I am a slow learner, it’s true. I needed twenty years to let go of the “helper” in me and embrace the “being”. I no longer believe that it is my job to make a good birth happen. I offer education, a prompt here and there, but mostly I offer the respect of watching my client have their own experience. I have been working with women trying to get pregnant, during pregnancy and postpartum all along, but I didn’t feel ready to be at births again until a couple of years ago.
I began attending births in 1991. I needed to go to a birth to become certified as an independent Bradley Method childbirth educator, and I was blessed with a dear friend who invited me to be present when she gave birth to her son. It was glorious: a vaginal breech birth with the midwife and obstetrician standing in the doorway while my mother/goddess friend did her thing. Her partner and I supported her, but she did it all, including standing on the delivery room table (narrow, metal, cold) with her head in the lights as she pushed her son into the world scrotum first. That was the first of many births I attended over six years.
A couple asked me a question last month that I had never been asked before: “Have you ever attended a birth where the mom took pain meds or had an epidural?” There was a long pause as I thought about it. I recalled the births: home births, hospital births, VBACs, with midwives, with OBs. None with medication. Then I said, with surprise in my voice, “No.” I told the couple I believe there is a place for medical interventions, including surgical procedures, epidurals and pain meds (hey, I had a C-Section), but they haven’t been used at any of the births I’ve attended so far.
One of the labors was traumatic. Not because of the birth itself, but because of how the mother was treated on admission to the hospital. The admitting nurse violated the mother’s privacy in a brutal way. The mother’s labor stalled and I finally left to let the couple regroup. She couldn’t relax in front of me after what I had witnessed. I was still very young as a doula. I had no idea how to address the situation. Now I have skills to turn that moment around, get her back into her own knowing and personal dignity. I know how to help us laugh it off.
At hospital births I saw other things happening that confounded me: routine monitoring, IVs and episiotomies; badgering and bullying the laboring woman while she tried to figure out how to push; managed third stage featuring pulling on the cord and punching down the woman’s stomach like it was bread dough. Why do we continue to allow care providers to bribe us with their “caring” in return for our compliance? (That’s the phrase medical providers use: “patient compliance”. More sensitive providers inform, then monitor for patient “adherence” to the suggested course of treatment, while allowing for deviation through informed refusal.)
Where did we lose our knowing of our physiological competence?
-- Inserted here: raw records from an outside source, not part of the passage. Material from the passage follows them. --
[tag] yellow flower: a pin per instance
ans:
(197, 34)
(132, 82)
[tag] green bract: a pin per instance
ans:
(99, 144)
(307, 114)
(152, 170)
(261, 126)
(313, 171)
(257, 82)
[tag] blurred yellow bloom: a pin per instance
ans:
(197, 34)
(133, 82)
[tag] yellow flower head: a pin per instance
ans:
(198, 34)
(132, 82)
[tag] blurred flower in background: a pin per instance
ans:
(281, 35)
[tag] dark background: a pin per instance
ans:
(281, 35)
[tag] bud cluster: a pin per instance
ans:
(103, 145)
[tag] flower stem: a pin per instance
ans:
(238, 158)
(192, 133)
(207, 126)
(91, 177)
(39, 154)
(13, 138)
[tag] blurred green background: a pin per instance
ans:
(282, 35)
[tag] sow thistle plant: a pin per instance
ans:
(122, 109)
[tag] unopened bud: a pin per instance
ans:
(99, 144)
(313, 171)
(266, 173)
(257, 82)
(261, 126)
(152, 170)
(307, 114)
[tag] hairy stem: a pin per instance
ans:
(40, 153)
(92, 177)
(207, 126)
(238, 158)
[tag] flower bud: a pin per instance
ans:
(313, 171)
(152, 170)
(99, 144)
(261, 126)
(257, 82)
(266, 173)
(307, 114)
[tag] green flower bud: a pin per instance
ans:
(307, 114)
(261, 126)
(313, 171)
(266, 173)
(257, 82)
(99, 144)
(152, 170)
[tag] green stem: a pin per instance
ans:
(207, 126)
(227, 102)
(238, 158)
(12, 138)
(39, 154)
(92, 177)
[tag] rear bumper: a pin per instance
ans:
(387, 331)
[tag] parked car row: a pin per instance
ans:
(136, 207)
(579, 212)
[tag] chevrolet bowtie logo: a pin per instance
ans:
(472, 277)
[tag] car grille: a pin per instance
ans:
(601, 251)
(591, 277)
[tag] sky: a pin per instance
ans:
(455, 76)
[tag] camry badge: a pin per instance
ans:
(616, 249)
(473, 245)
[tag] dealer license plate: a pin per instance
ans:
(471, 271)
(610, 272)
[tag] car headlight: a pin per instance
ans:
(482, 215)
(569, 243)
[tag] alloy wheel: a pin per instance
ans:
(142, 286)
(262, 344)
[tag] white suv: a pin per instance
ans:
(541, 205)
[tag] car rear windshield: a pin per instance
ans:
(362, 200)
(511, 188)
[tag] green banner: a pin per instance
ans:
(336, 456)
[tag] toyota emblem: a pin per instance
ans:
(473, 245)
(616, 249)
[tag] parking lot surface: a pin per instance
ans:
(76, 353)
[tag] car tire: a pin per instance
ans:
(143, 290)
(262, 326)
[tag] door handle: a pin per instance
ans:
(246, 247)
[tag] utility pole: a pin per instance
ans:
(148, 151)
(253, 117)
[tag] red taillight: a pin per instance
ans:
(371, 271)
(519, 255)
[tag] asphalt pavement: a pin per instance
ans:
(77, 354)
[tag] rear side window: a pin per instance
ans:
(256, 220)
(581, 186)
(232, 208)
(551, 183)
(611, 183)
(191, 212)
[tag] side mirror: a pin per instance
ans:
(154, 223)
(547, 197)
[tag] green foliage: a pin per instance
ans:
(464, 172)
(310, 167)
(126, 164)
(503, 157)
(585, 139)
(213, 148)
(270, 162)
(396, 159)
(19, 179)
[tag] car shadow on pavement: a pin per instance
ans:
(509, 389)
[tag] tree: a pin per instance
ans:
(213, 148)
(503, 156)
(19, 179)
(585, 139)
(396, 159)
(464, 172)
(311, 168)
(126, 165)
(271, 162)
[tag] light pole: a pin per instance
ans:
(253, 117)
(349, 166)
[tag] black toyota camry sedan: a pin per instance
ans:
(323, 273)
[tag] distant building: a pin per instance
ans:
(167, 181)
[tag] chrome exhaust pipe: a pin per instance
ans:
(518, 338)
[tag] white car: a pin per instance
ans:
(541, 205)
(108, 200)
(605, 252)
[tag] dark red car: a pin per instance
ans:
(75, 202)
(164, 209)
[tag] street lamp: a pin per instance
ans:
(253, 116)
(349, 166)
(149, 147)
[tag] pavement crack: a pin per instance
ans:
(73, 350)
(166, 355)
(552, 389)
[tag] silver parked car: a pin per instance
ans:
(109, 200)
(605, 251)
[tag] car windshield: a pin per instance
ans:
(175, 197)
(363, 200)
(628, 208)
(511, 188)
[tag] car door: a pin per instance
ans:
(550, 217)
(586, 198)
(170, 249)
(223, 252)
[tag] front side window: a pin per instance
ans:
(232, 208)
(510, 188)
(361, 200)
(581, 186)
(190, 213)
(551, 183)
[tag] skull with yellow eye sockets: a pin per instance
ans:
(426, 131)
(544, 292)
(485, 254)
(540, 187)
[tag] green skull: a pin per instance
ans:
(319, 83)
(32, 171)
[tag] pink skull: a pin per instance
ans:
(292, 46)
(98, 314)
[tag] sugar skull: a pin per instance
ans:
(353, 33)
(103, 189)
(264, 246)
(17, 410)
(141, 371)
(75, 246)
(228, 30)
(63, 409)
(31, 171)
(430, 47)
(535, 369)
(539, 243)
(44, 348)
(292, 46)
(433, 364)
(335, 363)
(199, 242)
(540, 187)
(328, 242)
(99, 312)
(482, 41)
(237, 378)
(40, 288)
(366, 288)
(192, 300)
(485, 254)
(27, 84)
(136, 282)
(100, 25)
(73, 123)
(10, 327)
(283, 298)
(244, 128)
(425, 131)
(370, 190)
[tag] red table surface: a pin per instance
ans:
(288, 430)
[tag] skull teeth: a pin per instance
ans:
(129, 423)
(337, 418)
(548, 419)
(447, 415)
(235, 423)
I had no sense of my body’s wisdom before my own first birth. I tried to reach women before childbirth with puberty classes for girls and their moms, and reproductive wellness classes for adult women. I realized that I needed to learn more about how the body deals with trauma and how we heal from traumatic experiences if I wanted to be fully present for pregnant and laboring women. I had processed my own experiences and found great healing in my second birth, but there was more work to be done so I could be present and neutral no matter what was happening. I apprenticed as an herbalist. I studied homeopathy. I took Reiki classes. I heeded the call to become an extremely well-trained craniosacral therapist.
What laboring couples need is a calm, encouraging, birth-knowing extra body in the room (a chill gofer who happens to know a lot about birthin’ babies just in case a helpful piece of info is required), and I’ve taken time to learn how to do that. I’ve let go of feeling it is my job to “do stuff” to be worthy of being present.
I’ve acquired a ton of knowledge and many wonderful bodywork and listening skills, but nothing matters more than being a witness to the glory of the working birthing process, as I was for my friend at that first birth I attended.
I know that, given enough time and space, birth almost always works without intervention. However, many couples aren’t given that time and/or space for lots of good and bad reasons. I don’t have to be invested in the outcome, I’m just here to love what is. Like a granny does.